Three Little Words: Celebrating the 20th anniversary of a landmark equality case
Peter Engelmann celebrates the 20th anniversary of Rosenberg v. Canada
The latest issue of Counterpoint, CUPE’s national quarterly newsletter, celebrates the upcoming 20th anniversary of Rosenberg v. Canada.
Twenty years ago, CUPE employees Nancy Rosenberg and Margaret Evans wanted their partners to be eligible for survivor benefits under the CUPE pension plan. CUPE supported them, and changed the definition of “spouse” in the pension plan to include same-sex couples. But the federal government would not allow the amendments to be registered under the Income Tax Act because the Act’s definition of “spouse” excluded same-sex couples.
Counterpoint recounts Nancy’s and Margaret’s decision to challenge that definition under s. 15 of the Canadian Charter of Rights and Freedoms, and traces the progression of the case to the Ontario Court of Appeal.
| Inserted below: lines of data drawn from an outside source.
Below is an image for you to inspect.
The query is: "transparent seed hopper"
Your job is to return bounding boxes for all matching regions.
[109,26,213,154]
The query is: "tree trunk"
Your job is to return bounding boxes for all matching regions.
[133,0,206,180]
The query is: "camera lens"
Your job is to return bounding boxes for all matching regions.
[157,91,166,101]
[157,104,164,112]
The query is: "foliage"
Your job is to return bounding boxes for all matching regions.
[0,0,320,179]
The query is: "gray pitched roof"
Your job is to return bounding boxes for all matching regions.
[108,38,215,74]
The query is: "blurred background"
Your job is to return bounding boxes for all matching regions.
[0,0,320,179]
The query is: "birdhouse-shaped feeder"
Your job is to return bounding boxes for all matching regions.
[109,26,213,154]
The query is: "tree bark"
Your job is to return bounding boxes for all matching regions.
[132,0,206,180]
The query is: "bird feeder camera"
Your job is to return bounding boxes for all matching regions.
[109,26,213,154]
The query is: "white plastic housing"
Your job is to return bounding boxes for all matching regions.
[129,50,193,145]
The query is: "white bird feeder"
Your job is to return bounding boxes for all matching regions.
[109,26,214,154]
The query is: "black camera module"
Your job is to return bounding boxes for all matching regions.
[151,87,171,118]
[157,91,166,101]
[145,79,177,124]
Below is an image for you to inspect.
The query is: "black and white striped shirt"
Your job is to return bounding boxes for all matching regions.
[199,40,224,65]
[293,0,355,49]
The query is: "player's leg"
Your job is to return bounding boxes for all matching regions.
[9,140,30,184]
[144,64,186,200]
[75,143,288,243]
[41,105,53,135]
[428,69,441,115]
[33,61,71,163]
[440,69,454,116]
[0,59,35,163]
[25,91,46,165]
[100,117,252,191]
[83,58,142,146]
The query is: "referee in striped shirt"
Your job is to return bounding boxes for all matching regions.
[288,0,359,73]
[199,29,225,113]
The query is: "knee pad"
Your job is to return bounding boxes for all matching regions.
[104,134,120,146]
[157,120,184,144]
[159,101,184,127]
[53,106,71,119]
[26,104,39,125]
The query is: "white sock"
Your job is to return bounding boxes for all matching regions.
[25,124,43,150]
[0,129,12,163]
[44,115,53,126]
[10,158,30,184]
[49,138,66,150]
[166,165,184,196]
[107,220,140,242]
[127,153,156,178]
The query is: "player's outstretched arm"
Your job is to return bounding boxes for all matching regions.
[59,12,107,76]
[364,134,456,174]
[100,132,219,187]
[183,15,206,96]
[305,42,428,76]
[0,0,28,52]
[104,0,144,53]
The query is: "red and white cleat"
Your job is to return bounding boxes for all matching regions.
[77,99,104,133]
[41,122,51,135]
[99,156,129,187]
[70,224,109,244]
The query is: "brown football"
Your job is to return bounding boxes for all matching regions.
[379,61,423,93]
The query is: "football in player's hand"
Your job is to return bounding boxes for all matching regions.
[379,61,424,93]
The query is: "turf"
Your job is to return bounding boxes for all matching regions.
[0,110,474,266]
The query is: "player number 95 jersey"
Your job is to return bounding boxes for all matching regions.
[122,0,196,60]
Victory came in April 1998:
In April of 1998, the Ontario Court of Appeal ruled that the words “or same sex” be read into the Income Tax Act definition of spouse for pension plans. These three little words marked a massive victory for lesbian and gay rights – and fueled the growing movement for equality for gays and lesbians across the country.
Nancy and Margaret were represented by Peter Engelmann, who told Counterpoint:
“By that point in time, I had been doing human rights law since the mid-1980s and it really felt like we – because it was a combined effort – that we had advanced the law,” he says. “It was wonderful to work with an employer that was progressive and wanted to be inclusive in its pension plan. I was elated for Nancy and Margaret – and also for gay men and lesbians who were in relationships and wanted to leave retirement benefits to their spouses.”
The victory was long in the making, Peter says, since the appeal decision was the deciding chapter in a series of related legal cases that did not conclude favourably over the course of the early-to-mid-1990s. But Nancy’s and Margaret’s case was different.
“It was because CUPE, as their employer, was trying to register its pension plan to allow same-sex spouses to receive benefits. CUPE was driving the litigation, and this made all the difference.”
CUPE’s support was key, as was the fact that Peter and his team were in front of a very “good bench” of progressive, active and intellectual judges who had loads of questions and were very engaged, he recalls. He says he had a very good feeling about it.
Still, with so much to celebrate, there is more to be done, Peter says.
“The LGBTTQI community is doing tremendous work on transgender rights and there is a lot of work that needs to be done,” he says. “Some of the worst cases of harassment I’ve ever been involved in as a labour lawyer, involve transgender individuals.”